Orwind lekceważył te pogłoski. Zawsze znajdą się chętni, którzy będą rozgłaszać fałszywe przepowiednie, lecz obaj ze stryjem nie spodziewali się - przynajmniej w nieodległej przyszłości - ani napaści ze strony sąsiadów, ani groźniejszych niepokojów wewnętrznych. W fali chłodów nie upatrywał także złej wróżby dla siebie. Ilekroć los chciał w niego uderzyć, czynił to bez zapowiedzi. Wolałby tylko, żeby procesje w dniu wiosennej równonocy kroczyły wśród świeżej zieleni. Wielkie święto opiekunki królestwa wymaga stosownej oprawy, tak samo, jak Powtórzenie Praw. Zjazd namiestników wysp, przysięga na głównym placu miejskim, wielka parada floty, uczty w mieście i pałacu... Taka podwójna okazja do świętowania zdarza się raz na dziewięć lat i tych dni nie powinny przesłaniać żadne cienie.
Niedługo po wschodzie słońca chmury rozeszły się, odsłaniając czysty błękit. Pierwszy od dawna naprawdę ciepły ranek umocnił nadzieję Orwinda na udany przebieg uroczystości. Matka Urodzaju nie odwróciła swej twarzy od wyspy.
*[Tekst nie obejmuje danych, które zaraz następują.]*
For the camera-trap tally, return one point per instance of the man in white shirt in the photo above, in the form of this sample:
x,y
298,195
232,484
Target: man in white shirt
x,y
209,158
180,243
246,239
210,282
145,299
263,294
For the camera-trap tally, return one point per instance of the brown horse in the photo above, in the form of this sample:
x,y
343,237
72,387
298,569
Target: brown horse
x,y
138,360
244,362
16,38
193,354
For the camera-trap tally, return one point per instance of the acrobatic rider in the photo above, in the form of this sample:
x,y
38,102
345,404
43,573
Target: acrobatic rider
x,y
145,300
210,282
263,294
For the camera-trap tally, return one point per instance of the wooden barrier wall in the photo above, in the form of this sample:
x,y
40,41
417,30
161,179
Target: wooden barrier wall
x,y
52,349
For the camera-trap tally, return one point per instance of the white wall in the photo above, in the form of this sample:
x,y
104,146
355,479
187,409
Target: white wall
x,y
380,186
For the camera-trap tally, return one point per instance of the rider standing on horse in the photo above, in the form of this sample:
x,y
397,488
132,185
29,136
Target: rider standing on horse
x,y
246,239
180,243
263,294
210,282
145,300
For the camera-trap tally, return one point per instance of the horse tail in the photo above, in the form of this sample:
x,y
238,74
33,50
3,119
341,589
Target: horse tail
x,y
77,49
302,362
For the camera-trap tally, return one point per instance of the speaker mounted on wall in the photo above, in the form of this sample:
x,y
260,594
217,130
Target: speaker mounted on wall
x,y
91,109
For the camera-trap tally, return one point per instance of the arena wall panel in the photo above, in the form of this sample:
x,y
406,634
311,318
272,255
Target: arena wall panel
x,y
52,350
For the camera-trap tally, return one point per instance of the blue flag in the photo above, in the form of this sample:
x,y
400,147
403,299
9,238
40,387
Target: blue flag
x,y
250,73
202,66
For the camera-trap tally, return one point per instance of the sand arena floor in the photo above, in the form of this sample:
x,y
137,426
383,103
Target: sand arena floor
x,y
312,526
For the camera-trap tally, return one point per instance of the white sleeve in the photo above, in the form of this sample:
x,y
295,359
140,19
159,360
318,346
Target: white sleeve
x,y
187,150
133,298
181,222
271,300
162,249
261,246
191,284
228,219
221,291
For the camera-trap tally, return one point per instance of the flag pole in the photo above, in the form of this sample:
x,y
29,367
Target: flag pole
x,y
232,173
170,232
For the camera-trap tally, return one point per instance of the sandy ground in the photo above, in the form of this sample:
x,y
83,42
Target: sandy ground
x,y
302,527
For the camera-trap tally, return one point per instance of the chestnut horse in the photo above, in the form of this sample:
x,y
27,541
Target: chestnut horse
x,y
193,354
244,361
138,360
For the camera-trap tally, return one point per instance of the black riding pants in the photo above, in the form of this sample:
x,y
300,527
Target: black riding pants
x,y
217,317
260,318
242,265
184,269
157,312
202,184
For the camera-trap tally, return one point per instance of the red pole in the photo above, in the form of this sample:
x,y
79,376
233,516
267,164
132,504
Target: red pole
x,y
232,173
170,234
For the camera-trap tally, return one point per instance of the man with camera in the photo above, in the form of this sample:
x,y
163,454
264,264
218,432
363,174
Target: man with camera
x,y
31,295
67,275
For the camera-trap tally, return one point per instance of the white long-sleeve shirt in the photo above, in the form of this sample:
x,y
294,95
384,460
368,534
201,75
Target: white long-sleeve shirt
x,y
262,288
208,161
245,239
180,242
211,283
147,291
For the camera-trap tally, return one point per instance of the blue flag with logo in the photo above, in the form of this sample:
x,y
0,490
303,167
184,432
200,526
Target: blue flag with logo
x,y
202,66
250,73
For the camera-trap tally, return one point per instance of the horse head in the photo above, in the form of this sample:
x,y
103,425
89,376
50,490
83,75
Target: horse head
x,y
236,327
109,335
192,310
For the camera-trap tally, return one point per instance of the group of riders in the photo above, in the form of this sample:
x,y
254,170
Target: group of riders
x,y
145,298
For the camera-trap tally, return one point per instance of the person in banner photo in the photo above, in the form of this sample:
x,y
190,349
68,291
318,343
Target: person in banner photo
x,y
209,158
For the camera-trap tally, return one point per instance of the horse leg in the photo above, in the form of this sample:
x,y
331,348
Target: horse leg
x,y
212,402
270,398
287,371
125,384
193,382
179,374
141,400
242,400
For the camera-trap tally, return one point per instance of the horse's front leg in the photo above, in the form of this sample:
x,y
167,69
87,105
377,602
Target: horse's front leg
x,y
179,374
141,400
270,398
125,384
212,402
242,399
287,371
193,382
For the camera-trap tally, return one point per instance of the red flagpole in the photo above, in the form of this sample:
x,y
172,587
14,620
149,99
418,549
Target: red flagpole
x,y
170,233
Za kilka dni z okolicznych wzgórz napłynie do pałacu zapach dzikich hiacyntów, a zrudziała trawa na stokach nabierze świeżości i blasku.
Orwind kończył w łaźni poranną toaletę, kiedy Kofi rozłożył na ławie półokrągły płaszcz z cienkiej, purpurowej wełny haftowanej złotem.
- Po co mi to przyniosłeś? – zdziwił się, bo przez dwa tygodnie poprzedzające święta zawieszone były wszystkie oficjalne ceremonie dworskie. Czas postu i wstrzemięźliwości narzucał mieszkańcom królestwa odmienny niż zwykle rytm życia. Zamknięto wielką salę audiencjonalną w Pałacu Wysokim. Ciszę na korytarzach przerywała jedynie niespieszna krzątanina służby, od dawna przyzwyczajonej, że władcy Kawataru skrupulatnie wypełniają religijne obowiązki.
- Sekretarz Mesari już od świtu czeka na posłuchanie – wyjaśnił chłopiec. – Razem ze swoim bratem, kapłanem. Przecież nie wyjdziesz do nich, panie, w samej tunice.
- Jeśli w ogóle wyjdę – mruknął Orwind. Zamierzał spędzić przedpołudnie u starego mistrza ceremonii, ćwicząc świąteczne rytuały. Nie było to łatwe zadanie. Składający przysięgę na wierność prawom królestwa musieli wypowiadać długie frazy w języku niemal już zapomnianym, używanym tylko podczas świętych obrzędów. Gesty towarzyszące słowom również miały ukryty, lecz niebagatelny sens i nie wolno było zmieniać ich według własnej woli. Dopiero raz w życiu, przed dziewięcioma laty, był pełnoprawnym uczestnikiem tej uroczystości, więc teraz wszystkiego musiał uczyć się na nowo. Po krótkim namyśle zdecydował jednak, że przyjmie urzędnika. Mesari, najmłodszy spośród królewskich sekretarzy, wyróżniał się roztropnością i umiał oddzielać sprawy ważne od błahych. Nie prosiłby o posłuchanie bez jakiegoś rzeczywiście naglącego powodu.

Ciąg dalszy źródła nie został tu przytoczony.